Third, make NDP leader Thomas Mulcair — and every other soft federalist — tell us clearly whether he or she respects Canadian law. Specifically, the Clarity Act, which defines a valid referendum result as one based on “a clear expression of the will of the population,” expressed through “a clear majority” of voters — as opposed to the bare-bones majority standard of 50%-plus-one, which the NDP has supported since the Jack Layton era.
Fourth, and this is the big one: Have the courage to tell Quebec, flat out, that if Canada is divisible, so is Quebec. And whatever clear voting standard is used to adjudicate the overall result of the province’s referendum will be the same result used to adjudicate the status of the province’s northern Cree regions, the Eastern Townships, and, most importantly, Montreal.
There are several million people living in Quebec who oppose their provincial government’s separatist agenda
Which is to say: If 60% of Quebcers somehow can be convinced to vote for separation, while 60% of Montrealers vote to retain the status quo, then Ottawa should partition Montreal as part of sovereign Canada, free of Quebec’s parochial language laws, ethnic demagoguery and dead-end economic policies.
Partition wouldn’t be about Canada making any sort of land grab, even if that is how separatists would describe it.
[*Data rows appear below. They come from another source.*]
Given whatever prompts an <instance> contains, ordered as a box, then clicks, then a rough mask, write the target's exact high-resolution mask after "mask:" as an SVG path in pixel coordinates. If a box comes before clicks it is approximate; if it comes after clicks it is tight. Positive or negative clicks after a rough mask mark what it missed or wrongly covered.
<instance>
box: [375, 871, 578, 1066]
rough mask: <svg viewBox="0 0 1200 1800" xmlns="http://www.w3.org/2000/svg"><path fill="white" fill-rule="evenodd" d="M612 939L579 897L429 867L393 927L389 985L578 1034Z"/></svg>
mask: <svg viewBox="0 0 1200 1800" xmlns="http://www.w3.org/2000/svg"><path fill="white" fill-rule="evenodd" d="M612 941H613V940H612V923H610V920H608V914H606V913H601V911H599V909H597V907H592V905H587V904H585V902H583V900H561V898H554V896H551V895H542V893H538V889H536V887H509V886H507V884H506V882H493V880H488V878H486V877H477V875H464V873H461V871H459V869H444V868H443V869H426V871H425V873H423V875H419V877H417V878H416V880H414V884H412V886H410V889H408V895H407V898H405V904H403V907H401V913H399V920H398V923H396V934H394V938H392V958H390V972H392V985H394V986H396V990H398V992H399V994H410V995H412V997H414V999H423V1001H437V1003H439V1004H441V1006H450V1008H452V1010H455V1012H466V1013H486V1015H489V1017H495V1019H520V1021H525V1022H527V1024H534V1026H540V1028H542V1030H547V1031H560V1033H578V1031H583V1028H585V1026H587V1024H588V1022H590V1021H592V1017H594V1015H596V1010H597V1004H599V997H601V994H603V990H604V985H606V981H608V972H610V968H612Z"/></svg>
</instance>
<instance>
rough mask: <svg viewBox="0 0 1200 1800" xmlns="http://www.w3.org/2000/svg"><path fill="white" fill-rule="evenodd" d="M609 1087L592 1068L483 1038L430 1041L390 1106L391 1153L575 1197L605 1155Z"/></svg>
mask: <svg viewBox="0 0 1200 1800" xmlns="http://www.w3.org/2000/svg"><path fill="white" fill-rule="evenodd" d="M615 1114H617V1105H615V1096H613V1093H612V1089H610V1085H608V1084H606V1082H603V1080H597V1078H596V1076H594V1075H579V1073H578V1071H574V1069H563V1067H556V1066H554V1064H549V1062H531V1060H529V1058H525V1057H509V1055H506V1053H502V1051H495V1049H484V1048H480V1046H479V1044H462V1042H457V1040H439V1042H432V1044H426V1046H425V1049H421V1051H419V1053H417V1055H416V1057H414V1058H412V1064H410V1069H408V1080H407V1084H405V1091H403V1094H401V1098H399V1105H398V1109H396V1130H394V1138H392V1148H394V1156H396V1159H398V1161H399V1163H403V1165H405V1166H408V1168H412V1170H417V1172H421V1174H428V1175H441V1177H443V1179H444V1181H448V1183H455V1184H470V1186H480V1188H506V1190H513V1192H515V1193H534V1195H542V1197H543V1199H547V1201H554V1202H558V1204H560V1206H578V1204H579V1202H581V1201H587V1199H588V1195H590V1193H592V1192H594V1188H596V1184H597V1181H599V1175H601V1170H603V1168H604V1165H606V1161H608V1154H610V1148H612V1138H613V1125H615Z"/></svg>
Partition would be about fulfilling our historical and constitutional obligations to Canadians — especially Anglophones and immigrants — who have grown up in this country expecting their government to respect basic rights (especially those pertaining to language and religion). Since Quebec’s separatists have shown that they have no intention of respecting these rights — indeed, that are willing to ostentatiously flout these rights as a means to appeal to the worst instincts of Québécois voters — the federal government must signal that it will act decisively when the votes are counted.
It is fine for jaded Canadians in Toronto and Calgary to say they’re tired of Quebec’s complaints, and that the province can just “go its own way” if it likes. But there are several million people living in Quebec who oppose their provincial government’s separatist agenda, and they may soon be looking to Ottawa for vindication of their rights. In the unlikely event that the separatists win a referendum, the voices of these Canadians must not be ignored.